In this step, we would create Cloud NAT. Cloud NAT allows VMs instances without external IP addresses and private Google Kubernetes Engine (GKE) clusters to connect to the Internet.
Cloud NAT implements outbound NAT (i.e. network translation, mapping internal IP addresses to external IP) to allow instances to reach the Internet.
Go to Network Services – > Cloud NAT – > Create NAT Gateway
- Enter a name for gateway and select VPC network as backend-vpc (created in Step 1).
- Select the region as us-east 1 (same as the VPC region).
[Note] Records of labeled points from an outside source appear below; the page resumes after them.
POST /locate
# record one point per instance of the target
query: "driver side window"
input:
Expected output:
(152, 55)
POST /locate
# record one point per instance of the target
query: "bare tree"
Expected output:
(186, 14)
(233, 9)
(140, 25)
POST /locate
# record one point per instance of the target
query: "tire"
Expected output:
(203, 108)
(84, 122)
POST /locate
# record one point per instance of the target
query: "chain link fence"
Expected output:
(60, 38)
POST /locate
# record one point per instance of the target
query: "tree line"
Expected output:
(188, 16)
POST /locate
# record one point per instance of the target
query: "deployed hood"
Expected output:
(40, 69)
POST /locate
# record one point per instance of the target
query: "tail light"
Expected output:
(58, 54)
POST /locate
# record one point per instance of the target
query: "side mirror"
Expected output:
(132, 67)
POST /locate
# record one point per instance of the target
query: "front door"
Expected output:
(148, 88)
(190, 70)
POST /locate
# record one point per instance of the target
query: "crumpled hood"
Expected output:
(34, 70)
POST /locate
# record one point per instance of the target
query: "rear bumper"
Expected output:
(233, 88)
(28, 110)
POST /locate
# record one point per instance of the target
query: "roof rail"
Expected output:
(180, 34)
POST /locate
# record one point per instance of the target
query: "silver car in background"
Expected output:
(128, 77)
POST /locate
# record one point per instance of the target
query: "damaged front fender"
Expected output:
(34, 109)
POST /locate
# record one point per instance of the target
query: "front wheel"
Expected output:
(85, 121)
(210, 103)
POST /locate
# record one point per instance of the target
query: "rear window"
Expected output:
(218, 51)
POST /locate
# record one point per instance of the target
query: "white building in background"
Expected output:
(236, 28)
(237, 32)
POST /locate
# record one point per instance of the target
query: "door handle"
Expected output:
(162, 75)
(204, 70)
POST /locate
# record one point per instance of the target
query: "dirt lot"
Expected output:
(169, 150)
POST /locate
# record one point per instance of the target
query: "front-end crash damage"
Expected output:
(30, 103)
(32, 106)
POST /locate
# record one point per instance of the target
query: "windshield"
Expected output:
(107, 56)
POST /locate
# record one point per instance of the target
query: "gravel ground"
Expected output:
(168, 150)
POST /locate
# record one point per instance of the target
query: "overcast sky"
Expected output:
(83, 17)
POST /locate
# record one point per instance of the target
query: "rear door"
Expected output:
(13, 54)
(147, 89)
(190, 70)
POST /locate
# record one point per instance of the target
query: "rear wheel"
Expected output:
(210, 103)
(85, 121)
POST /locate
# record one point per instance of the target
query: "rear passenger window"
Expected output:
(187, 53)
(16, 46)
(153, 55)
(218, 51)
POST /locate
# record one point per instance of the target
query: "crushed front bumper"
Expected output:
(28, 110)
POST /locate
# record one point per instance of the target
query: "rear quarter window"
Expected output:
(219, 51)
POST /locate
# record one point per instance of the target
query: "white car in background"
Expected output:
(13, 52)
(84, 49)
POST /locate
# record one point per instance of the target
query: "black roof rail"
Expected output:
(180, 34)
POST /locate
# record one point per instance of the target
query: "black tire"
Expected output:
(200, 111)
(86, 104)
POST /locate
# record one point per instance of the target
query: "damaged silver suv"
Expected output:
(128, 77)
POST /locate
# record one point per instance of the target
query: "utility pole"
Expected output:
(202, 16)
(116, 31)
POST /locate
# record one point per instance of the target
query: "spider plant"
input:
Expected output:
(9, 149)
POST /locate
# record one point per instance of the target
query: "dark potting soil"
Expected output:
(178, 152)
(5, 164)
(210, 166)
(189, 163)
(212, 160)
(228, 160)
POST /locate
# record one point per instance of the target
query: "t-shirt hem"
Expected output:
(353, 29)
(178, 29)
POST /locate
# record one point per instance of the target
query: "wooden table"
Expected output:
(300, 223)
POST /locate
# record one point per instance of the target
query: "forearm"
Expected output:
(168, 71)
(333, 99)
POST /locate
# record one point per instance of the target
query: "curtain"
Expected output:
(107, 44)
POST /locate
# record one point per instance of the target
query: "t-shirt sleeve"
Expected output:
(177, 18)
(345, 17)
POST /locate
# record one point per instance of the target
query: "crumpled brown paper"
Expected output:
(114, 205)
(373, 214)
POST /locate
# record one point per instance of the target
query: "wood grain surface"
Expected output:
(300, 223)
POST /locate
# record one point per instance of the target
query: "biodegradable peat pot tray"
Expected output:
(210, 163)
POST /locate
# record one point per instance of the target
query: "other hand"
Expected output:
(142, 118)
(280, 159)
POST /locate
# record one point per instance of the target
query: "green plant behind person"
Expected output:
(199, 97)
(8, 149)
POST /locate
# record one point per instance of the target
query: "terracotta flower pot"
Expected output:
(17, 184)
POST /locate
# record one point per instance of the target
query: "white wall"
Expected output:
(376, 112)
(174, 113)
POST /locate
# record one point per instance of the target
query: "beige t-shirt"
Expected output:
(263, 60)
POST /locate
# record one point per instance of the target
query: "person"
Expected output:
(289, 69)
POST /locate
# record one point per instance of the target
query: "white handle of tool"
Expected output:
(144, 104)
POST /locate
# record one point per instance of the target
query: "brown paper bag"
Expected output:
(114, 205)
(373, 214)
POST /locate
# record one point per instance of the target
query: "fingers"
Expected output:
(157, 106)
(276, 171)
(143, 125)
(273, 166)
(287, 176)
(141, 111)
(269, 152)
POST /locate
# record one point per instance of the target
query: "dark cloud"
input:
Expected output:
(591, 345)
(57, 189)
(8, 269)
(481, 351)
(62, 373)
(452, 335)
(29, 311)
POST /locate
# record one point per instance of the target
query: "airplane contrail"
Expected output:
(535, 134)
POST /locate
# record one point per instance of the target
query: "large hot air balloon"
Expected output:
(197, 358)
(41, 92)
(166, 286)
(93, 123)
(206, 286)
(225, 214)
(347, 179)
Figure 8 – Create NAT Gateway
- Click create new Cloud router. Enter the name and click continue. Cloud Router enables dynamic routing for the VPC. For more details, kindly refer to https://cloud.google.com/router/docs/concepts/overview.
Figure 9 – Create Router
- In the NAT mapping, select Manual NAT IP address. We don’t select automatic as we would like to reserve a set of IPs that we can provide to external services/partners to whitelist on their servers. Choosing automatic would create and release IP based on workloads.
Figure 10 – Create NAT Mapping
- Select Create IP address and enter the name of the IP address.
Figure 11 – Create Static IP address
- Similarly, create one more IP address. Two external outbound IPs are sufficient for our network. You can add new IPs based later, if you identify bottlenecks (through monitoring) in your network.
- The following image shows the summary of NAT configuration. Click create.
Figure 12 – NAT Gateway configuration
- Once created, wait until the status is Running for changes to be effective.